Metoda-metoda didalam Mikroteknik

MIKROTEKNIK

Mikroteknik merupakan ilmu atau seni mempersiapkan organ, jaringan atau bagian jaringan untuk dapat diamati dan ditelaah. Penelaahan umumnya dilakukan dengan bantuan mikroskop, karena struktur jaringan secara terperinci pada galibnya terlalu kecil untuk dapat dilihat dengan mata telanjang. Ruang lingkup yang mencakup materi mikroteknik dapat diperoleh dari sejumlah definisi dan peristilahan yang bisa dipakai, hanya saja sebaiknya kita mencamkan dalam pikiran kita bahwa suatu spesimen mikroteknik dapat merupakan sebagian atau seluruhan dari struktur yang ditetapkan. Selain dilekapkan dengan kaca preparat, spesimen tadi umumnya dilindungi dengan kaca penutup, yaitu sepotong kaca yang sangat tipis ataupun plastik yang tembus pandang yang direkatkan diatas spesimen tersebut (Gunarso, 1989). Sedangkan menurut Amar (2008) Mikroteknik adalah ilmu yang akan mempelajari metode/prosedur pembuatan preparat mikroskopik.

Mikroteknik merupakan teknik pembuatan sediaan atau preparat secara  mikroskopis, tentunya pendekatan teoritis tidaklah memadai untuk memahami secara menyeluruh mengenai Mikroteknik, sebab yang namanya teknik lebih menekankan pemahaman pada wilayah aplikatifnya meskipun pada dasarnya landasan teoritis juga diperlukan dalam rangka memberikan beberapa petunjuk yang harus dilalui agar proses pembuatan sediaan sesuai dengan prosedural kerja dan alasan penggunaan ataupun pemilihan bahan yang akan digunakan dalam pembuatan sediaan Mikroskopis.
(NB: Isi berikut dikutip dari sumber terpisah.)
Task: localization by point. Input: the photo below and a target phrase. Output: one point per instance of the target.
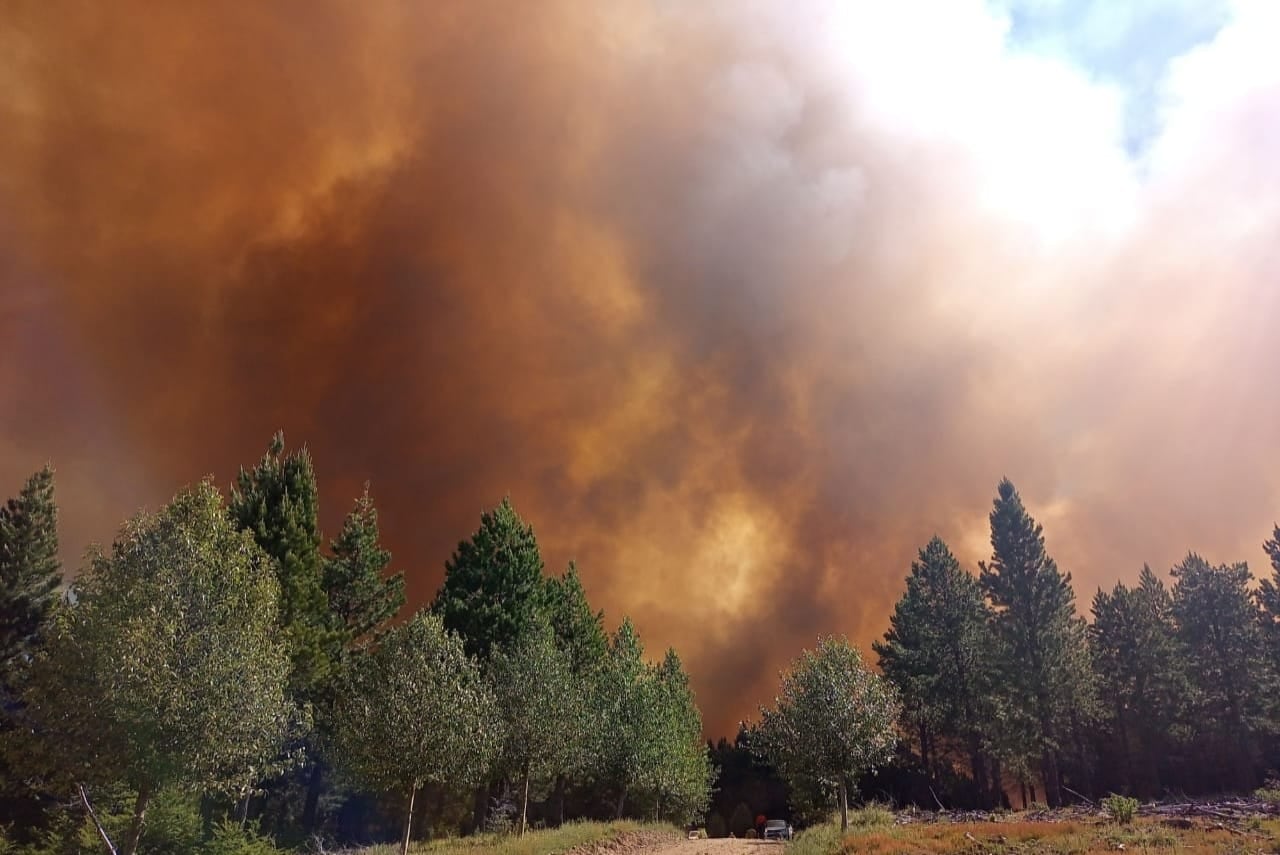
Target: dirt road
(721, 846)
Organ adalah susunan dari bagian organisme, yang tujuannya melakukan fungsi tertentu ataupun kesatuan yang erat kaitannya. Dengan demikian pembuluh darah adalah organ yang fungsinya membawa atau mengalirkan darah. Hati adalah organ yang mempunyai banyak fungsi, akan tetapi sebagai kesatuan fungsi maka hati ini erat kaitannya dengan pencernaan dan asimilasi makanan (Gunarso, 1989).
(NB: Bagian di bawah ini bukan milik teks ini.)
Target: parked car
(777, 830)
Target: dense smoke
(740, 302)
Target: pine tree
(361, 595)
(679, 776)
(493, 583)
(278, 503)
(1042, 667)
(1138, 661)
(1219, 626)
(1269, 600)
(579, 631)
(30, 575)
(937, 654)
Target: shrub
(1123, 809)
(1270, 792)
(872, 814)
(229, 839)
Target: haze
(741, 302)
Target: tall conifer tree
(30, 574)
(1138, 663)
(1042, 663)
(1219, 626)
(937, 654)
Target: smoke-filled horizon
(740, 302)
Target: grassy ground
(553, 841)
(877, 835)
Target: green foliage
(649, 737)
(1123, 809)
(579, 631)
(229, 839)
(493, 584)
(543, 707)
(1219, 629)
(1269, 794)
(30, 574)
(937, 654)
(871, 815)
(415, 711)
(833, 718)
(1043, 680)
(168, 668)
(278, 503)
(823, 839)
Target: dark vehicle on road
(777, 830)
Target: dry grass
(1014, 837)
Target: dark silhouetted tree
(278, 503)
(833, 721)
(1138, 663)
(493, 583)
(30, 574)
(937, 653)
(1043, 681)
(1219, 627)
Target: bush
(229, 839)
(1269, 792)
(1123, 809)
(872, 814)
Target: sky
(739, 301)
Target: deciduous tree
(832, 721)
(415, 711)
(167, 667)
Jaringan adalah kumpulan sel yang mempunyai fungsi tertentu yang khas bagi perkembangannya. Sebagai contoh jaringan epitelia dapat terdiri dari satu atau beberapa lapisan sel yang telah berkembang dan membantuk lapisan penutup, jenis jaringan lainnya, jaringan otot terdiri dari sel-sel yang reka membentuk otot (Gunarso, 1989).
Sel adalah bagian yang merupakan penyusun dasar suatu jaringan, dan pada kenyataannnya merupakan bagian dari semua makhluk hidup. Suatu sel dapat merupakan organisme yang lengkap, ataupun sejumlah sel dapat bergabung membentuk suatu jaringan, kombinasi penyusunnya membentuk orga-organ. Bentu-bentuk kehidupan berderajat tinggi sekalipun dimulai dari satu sel. Bila suatu organisme hanya teridiri dari satu sel, maka dinamakan Organisme Uniseluler. Sedangkan yang terbentuk oleh kumpulan sel-sel yang berbeda fungsinya dinamakan Organisme Multiseluler (Gunarso, 1989).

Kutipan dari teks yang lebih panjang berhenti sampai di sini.